Friday, March 9, 2007

On Losing Someone you Love

I realize that one of the 'things' that happen as we get older is that we seem to confront loss much more frequently. Yesterday, one conversation revolved around a discussion with a friend who said he'd lost 4 friends in their 50's to 4 different types of Cancer. So Sad. Another conversation was about a man who just lost his 49 yr. old wife to Breast Cancer last November. Also Sad beyond imagination. My question is this...how do we go through great pain and come back to the place where we are happy and courageous and can move through the pain with dignity and grace, honoring those we lose. I hear about all these losses, and I think...I can surely move quickly past my own pain at losing my beloved cat, Simba, who passed away yesterday. Do I blame the bad Doctor who made two crucial errors last month? Do I blame myself for being in LA when he got sick again? Do we need to blame anyone? Does that give more comfort or more pain? We always go through that what if stage...what if i was home? What if I had chosen a more exerienced specialist? And...then...you never know. You only know that you are sad...and smarter for next time. Between meetings I'd sneak up to my room and do a mix of meditating and crying and then get back out there. Now... I know that losing a pet is not like losing a spouse, a child etc. But I do wonder how people deal with loss-- how they move through the day when they are feeling heavy with pain. If we want to connect more deeply, our mourning will be more deep as well. This is the unfortunate result of loving deeply. Do you have thoughts on this?

3 comments:

spb554 said...

A few years ago I lost a very close friend and relative to breast cancer.
We were about four years apart. Growing up together we weren't that close (a four year age difference when you're a teenager feels like decades). We reconnected when we were both in our early 40's, and our relationship strengthened with each succeeding year. We were both divorced, and had children about the same age. She became someone I could easily laugh with and confide in; a presence in my life that I may have in some ways taken for granted. I visited her about a month before she passed away. She was clearly in pain, but as was her style, she never complained, and laughed about her condition (she called herself the 'human petri dish') This is the person I remember now. Even now, I still cannot delete her name from my IM buddy list, and in many ways I may not have emotionally come to terms with her death...and then again, maybe I don't have to.
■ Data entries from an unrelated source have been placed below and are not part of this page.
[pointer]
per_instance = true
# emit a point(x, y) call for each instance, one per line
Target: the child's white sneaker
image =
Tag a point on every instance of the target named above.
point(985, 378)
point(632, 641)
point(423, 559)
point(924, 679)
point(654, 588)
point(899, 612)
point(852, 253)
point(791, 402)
I am not an innately spiritual person, but I feel her presence with me every day...especially in those moments when I start to feel sorry for myself I think...'she would never let me get away w/this, get a grip schmuck, move on.' And then I laugh. Her daughter has blossomed into a strong, vibrant young woman, who, like her mother, is planning to study music. These internal and external 'signs' of sorts, provides me a path to move beyond the sorrow, and remember and learn from those things that made her the person that I loved (and still love) so deeply.

Rachel Glickman said...

In 1978 I lost my younger sister. She was 20 and in the overseas program in London with Syracuse University. There was a gas leak in the apartment she lived in and she was in the bathtub at the time. I watched my parents go through the unimaginable pain. And every day my mother pulled herself together and walked out of the house with her head held high. Honestly, I don't know how she did it. As for me, my mantra was to "be strong for my parents", so I never really grieved until many years later. One way I resolved my own pain was to be there for friends in their grief. It was my way of transforming my pain into something positive. And when people ask me how to deal with it my suggestion is to do your best to really be in the moment, whatever pain that brings. If you deny it you will only deal with it later. If you honor your feelings and emotions it will get better. I can't say when, or what triggers the change, but one day you wake up and the heaviness is a little less. And the next think you know is the pain gives way to happy memories and you only smile when you think of those you lost.

gfrog57 said...

The only way I have ever known of dealing with grief is to go through it - not around it, above it or under it. And yes, eventually you have memories, which is evidence of a life and its impact on those that survive. I think it's human nature to want to make sense of senseless things like losing someone you love, so we try reasoning (i.e. maybe it was something I did or didn't do that could have prevented it) I'm sure you know the Kubler-Ross stages of anger, denial, acceptance, et al. After my mother died I was given her fur coat, which I wear on only the coldest days and always feel protected and wrapped in her arms. I's oversize, which also seems like her somehow. Time can transform grief into something close to the essence of love.